CBS/OPAG-IOS (ET AWS-4)/Doc. 4(1), Annex 1, p.1
Guidelines on Quality Control Procedures for Data
from Automatic Weather Stations
INTRODUCTION
Quality control (QC) of data is the best known component of quality management systems. It consists of examination of data at stations and at data centres with the aim to detect errors. Data quality control has to be applied as real time QC performed at the Automatic Weather Station (AWS) and at Data Processing Centre (DPC). In addition, it has to be performed as near real time and non real time quality control at DPC.
There are two levels of the real time quality control of AWS data:
•QC of raw data(signal measurements). It is basic QC, performed at an AWS site. This QC level is relevant during acquisition of Level I data and should eliminate errors of technical devices, including sensors, measurement errors (systematic or random), errors inherent in measurement procedures and methods.

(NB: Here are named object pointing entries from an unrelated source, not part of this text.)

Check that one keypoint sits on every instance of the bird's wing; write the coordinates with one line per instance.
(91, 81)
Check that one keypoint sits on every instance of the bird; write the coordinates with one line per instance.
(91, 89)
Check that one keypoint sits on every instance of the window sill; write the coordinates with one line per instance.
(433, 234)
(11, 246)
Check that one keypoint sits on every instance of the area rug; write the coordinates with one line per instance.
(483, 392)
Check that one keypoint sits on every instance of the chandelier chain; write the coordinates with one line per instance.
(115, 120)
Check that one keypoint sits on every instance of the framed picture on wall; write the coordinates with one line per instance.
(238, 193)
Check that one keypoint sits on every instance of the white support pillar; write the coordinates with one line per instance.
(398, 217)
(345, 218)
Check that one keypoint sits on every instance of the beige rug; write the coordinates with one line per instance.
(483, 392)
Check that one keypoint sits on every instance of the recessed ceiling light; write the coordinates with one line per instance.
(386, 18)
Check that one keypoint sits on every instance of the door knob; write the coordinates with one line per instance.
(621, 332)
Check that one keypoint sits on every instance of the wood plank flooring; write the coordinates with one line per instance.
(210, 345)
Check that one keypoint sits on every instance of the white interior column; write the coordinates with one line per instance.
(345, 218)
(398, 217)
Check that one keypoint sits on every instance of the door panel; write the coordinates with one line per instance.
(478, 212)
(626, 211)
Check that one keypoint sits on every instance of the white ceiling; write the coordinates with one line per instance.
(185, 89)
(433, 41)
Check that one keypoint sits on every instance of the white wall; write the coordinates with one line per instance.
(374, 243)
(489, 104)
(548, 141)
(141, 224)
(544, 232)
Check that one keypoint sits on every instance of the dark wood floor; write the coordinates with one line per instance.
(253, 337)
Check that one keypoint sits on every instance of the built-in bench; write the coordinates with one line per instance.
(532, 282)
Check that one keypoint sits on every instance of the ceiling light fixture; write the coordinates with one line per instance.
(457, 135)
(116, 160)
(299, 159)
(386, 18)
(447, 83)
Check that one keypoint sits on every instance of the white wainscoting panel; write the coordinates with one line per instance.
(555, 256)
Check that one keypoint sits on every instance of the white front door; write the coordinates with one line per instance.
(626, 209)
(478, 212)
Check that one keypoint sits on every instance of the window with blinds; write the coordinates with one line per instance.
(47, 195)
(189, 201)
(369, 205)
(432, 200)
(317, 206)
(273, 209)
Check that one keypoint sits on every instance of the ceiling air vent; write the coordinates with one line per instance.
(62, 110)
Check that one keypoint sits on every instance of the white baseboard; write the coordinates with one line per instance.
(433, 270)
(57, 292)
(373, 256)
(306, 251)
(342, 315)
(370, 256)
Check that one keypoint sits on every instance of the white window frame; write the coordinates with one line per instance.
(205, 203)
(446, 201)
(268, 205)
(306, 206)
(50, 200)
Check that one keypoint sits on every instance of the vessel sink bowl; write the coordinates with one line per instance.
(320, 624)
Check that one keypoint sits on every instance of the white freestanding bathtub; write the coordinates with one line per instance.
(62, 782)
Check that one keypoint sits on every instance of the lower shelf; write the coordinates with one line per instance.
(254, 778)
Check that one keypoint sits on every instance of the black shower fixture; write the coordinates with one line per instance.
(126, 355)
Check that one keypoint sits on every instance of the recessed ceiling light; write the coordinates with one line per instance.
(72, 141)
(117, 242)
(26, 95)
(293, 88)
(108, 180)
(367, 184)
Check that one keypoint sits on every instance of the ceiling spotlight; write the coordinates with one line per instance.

QC at this stage includes a gross error check, basic time checks, and basic internal consistency checks. Application of these procedures is extremely important because some errors introduced during the measuring process cannot be eliminated later.
•QC of processed data: It is extended QC, partly performed at an AWS site, but mainly at a Data Processing Centre. This QC level is relevant during the reduction and conversion of Level I data into Level II data and Level II data themselves. It deals with comprehensive checking of temporal and internal consistency, evaluation of biases and long-term drifts of sensors and modules, malfunction of sensors, etc.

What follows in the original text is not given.